Alors, si on prend une région comme la France, par exemple, ou le Japon, eh bien, on connaît certaines choses de la sismicité, on connaît les failles, une certaine partie des failles. Donc, voici les failles qui peuvent être cartographiées plus ou moins précisément. Euh, c’est assez compliqué. Les sismologues peuvent mesurer l’activité sismique des tout petits séismes et puis quelques séismes un tout petit peu plus gros avec leur sismographe. On connaît aussi les séismes historiques qui ont cassé peut-être certaines failles. Les autres, on ne sait pas très bien où ils sont. On peut estimer leur magnitude. Et puis, les géodésiens peuvent dire : « Ouh là, mais cette zone de faille, elle se déforme assez vite, mais cette zone de faille, un peu plus lentement et puis par ici, on n’a pas de mesures. » Donc on a une série d’informations qui nous permettent de définir des zones plus ou moins sismiques de la région étudiée.

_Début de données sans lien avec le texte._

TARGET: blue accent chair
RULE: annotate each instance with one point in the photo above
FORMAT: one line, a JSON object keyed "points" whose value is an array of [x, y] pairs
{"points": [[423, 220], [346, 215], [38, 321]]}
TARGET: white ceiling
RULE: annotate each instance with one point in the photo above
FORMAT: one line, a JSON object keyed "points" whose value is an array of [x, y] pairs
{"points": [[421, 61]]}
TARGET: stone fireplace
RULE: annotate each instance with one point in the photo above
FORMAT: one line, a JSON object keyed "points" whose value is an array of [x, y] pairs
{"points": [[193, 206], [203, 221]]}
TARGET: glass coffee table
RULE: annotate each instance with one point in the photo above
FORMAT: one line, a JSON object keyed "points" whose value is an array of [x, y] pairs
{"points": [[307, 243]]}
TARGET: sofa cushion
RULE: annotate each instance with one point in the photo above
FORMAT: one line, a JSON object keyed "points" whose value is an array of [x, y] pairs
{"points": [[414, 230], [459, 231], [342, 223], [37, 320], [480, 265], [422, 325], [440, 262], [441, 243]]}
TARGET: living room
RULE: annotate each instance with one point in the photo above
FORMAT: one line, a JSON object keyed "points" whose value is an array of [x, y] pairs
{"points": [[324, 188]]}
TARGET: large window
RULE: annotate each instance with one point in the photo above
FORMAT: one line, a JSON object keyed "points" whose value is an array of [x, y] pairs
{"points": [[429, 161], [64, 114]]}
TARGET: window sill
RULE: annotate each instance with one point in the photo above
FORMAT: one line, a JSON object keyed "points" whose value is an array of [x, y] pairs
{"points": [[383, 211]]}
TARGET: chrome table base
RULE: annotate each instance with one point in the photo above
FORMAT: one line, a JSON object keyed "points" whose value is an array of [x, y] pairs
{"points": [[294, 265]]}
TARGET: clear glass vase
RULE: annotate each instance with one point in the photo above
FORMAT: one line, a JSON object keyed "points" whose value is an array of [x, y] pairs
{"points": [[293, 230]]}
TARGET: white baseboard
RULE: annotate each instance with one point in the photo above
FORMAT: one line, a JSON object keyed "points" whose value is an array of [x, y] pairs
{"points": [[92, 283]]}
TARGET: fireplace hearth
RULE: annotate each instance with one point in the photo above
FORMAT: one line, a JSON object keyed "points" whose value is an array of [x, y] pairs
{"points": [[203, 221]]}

Par exemple, on voit bien qu’ici, il ne se passe pas grand-chose. Là, il se passe pas grand-chose non plus. Là, par contre, il y a peut-être une faille cachée donc il faut un peu se méfier. Et donc, ce que l’on fait, c’est qu’on va identifier des zones qui fonctionnent de la même façon et considérer que tous les séismes qui s’y trouvent peuvent se reproduire dans le futur de la même façon avec la même statistique, ce qui peut permettre de prédire non seulement les types de séismes qui viennent, mais les séismes plus gros qui sont évidemment plus rares en proportion des séismes plus petits. Et donc c’est ça qui sert à faire la… qui sert à définir l’écart de zonage réglementaire pour construire. On ne va pas construire dans cette zone-là pareil qu’au voisinage de ces failles actives et de ces grands séismes historiques.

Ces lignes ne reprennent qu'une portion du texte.